A glass substrate, an infrared absorption filter having an infrared absorption layer provided on the glass substrate,
The infrared-absorbing layer comprises a cycloolefin resin is represented by the following formula (3), it is formed and no phthalocyanine compound an ester bond, a resin composition containing a silane coupling agent having an amino group An infrared absorption filter characterized by the following.
[In the formula (3), M represents a metal atom, a metal oxide or a metal halide, and R ^{1a to} R ^1d , R ^{2a to} R ^2d , R ^{3a to} R ^3d and R ^{4a to} R ^4d are the same or different. Differently, it represents a hydrogen atom, a halogen atom, an optionally substituted alkoxy group, or an optionally substituted aryloxy group. ] A glass substrate, an infrared absorption filter having an infrared absorption layer provided on the glass substrate,
The infrared-absorbing layer comprises a cycloolefin resin is represented by the following formula (3), formed from a resin composition comprising a no phthalocyanine compound an ester bond,
An infrared absorption filter, wherein a binder layer formed of a silane coupling agent having an amino group is provided between the infrared absorption layer and the glass substrate.
[In the formula (3), M represents a metal atom, a metal oxide or a metal halide, and R ^{1a to} R ^1d , R ^{2a to} R ^2d , R ^{3a to} R ^3d and R ^{4a to} R ^4d are the same or different. Differently, it represents a hydrogen atom, a halogen atom, an optionally substituted alkoxy group, or an optionally substituted aryloxy group. ]   The infrared absorbing filter according to claim 2, wherein the binder layer is formed of a binder composition having a silane coupling agent having an amino group and a hydrolysis catalyst. The infrared absorption filter according to any one of claims 1 to 3 , wherein the phthalocyanine-based compound has an absorption maximum wavelength in a wavelength range of 600 nm to 900 nm. The infrared absorption filter according to any one of claims 1 to 4 , wherein the cycloolefin-based resin has a repeating unit represented by the following formula (1) or (2).

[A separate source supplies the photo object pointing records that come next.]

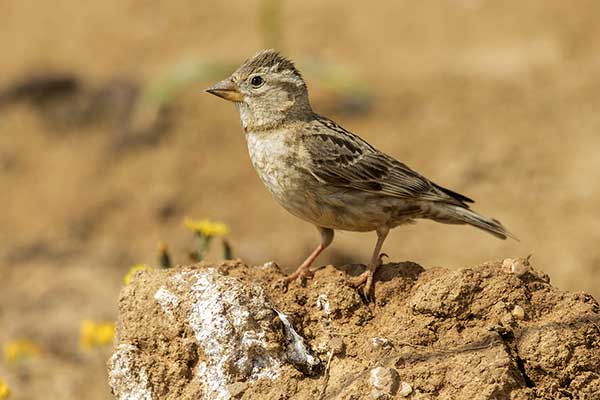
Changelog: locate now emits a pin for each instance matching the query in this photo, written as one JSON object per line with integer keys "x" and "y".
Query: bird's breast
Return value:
{"x": 275, "y": 157}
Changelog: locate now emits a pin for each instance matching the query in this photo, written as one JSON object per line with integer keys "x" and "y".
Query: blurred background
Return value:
{"x": 107, "y": 142}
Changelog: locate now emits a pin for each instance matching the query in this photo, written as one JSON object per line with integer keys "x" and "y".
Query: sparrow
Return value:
{"x": 327, "y": 175}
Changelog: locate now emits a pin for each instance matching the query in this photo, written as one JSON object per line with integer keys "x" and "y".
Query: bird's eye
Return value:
{"x": 257, "y": 81}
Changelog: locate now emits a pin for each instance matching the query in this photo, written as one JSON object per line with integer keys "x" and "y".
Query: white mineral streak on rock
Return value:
{"x": 323, "y": 303}
{"x": 128, "y": 380}
{"x": 297, "y": 352}
{"x": 229, "y": 320}
{"x": 167, "y": 300}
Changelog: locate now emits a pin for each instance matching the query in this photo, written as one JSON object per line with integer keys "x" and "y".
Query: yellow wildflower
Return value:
{"x": 4, "y": 391}
{"x": 19, "y": 350}
{"x": 133, "y": 270}
{"x": 95, "y": 334}
{"x": 206, "y": 227}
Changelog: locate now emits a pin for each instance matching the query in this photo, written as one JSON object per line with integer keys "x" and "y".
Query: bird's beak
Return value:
{"x": 227, "y": 90}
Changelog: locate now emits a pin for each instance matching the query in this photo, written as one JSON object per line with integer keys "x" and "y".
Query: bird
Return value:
{"x": 327, "y": 175}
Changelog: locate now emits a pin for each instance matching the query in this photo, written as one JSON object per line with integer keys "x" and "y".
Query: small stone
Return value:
{"x": 379, "y": 395}
{"x": 237, "y": 389}
{"x": 380, "y": 343}
{"x": 385, "y": 379}
{"x": 405, "y": 389}
{"x": 518, "y": 312}
{"x": 517, "y": 266}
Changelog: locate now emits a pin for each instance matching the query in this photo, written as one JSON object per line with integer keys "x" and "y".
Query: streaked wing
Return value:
{"x": 343, "y": 159}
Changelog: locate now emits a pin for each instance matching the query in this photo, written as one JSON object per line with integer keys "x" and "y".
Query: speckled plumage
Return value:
{"x": 326, "y": 175}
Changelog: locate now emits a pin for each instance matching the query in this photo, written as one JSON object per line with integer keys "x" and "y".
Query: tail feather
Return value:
{"x": 490, "y": 225}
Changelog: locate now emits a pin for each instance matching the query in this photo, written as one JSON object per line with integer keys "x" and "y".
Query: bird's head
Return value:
{"x": 268, "y": 90}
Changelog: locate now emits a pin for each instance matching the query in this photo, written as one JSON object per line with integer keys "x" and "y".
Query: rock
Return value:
{"x": 405, "y": 389}
{"x": 221, "y": 331}
{"x": 385, "y": 379}
{"x": 518, "y": 312}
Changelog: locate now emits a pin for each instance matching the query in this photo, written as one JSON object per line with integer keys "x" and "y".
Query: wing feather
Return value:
{"x": 341, "y": 158}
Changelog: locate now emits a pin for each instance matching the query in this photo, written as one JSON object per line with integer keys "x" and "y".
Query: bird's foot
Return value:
{"x": 367, "y": 278}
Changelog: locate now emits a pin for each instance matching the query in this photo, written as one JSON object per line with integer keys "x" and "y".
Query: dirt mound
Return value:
{"x": 498, "y": 330}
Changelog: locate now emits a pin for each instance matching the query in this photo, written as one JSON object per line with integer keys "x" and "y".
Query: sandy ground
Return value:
{"x": 493, "y": 331}
{"x": 498, "y": 101}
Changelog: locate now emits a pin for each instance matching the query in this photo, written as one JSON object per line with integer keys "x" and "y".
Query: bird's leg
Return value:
{"x": 303, "y": 270}
{"x": 367, "y": 276}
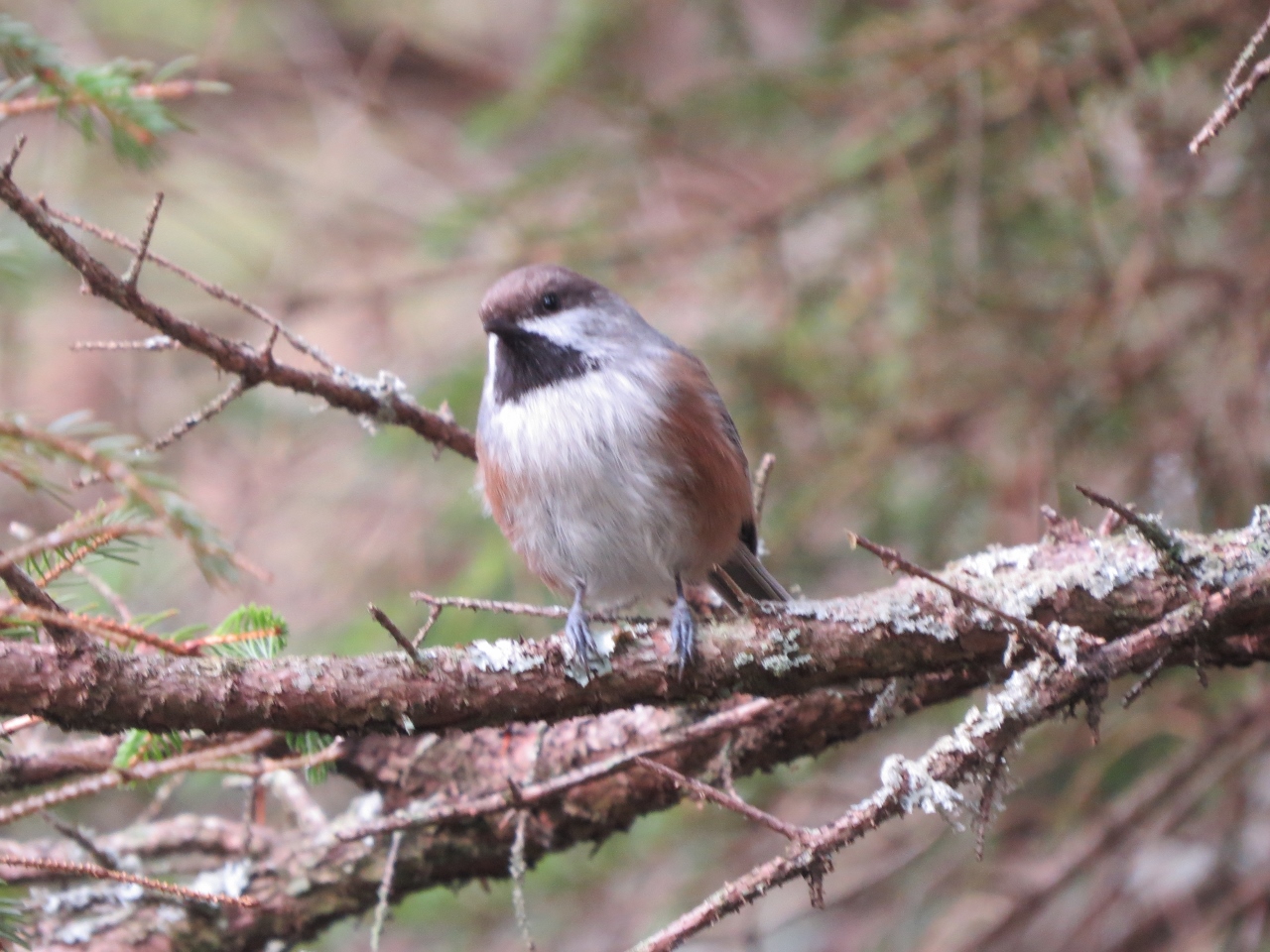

[In the formula (1), m represents an integer of 0 to 3, and R ^{11 to} R ¹⁴ are the same or different and are each a hydrogen atom, a halogen atom, an alkyl group, a cycloalkyl group, an alkenyl group, an alkynyl group, an alkoxy group. , An alkoxyalkyl group, an alkoxycarbonyl group, or an alkoxycarbonylalkyl group. ]
[In the formula (2), n represents an integer of 0 to 3, and R ^{21 to} R ²⁴ are the same or different and each represent a hydrogen atom, a halogen atom, an alkyl group, a cycloalkyl group, an alkenyl group, an alkynyl group, an alkoxy group. , An alkoxyalkyl group, an alkoxycarbonyl group, or an alkoxycarbonylalkyl group. ] The infrared absorbing filter according to any one of claims 1 to 5 , wherein the silane coupling agent having an amino group is a silane coupling agent having a primary amino group. It used to form the infrared absorption layer as claimed in claim 1, and a cycloolefin-based resin, wherein is represented by formula (3), and not having a phthalocyanine compound an ester bond, a silane coupling having an amino group And a resin composition. Imaging device characterized by having an infrared absorption filter according to any one of claims 1-6.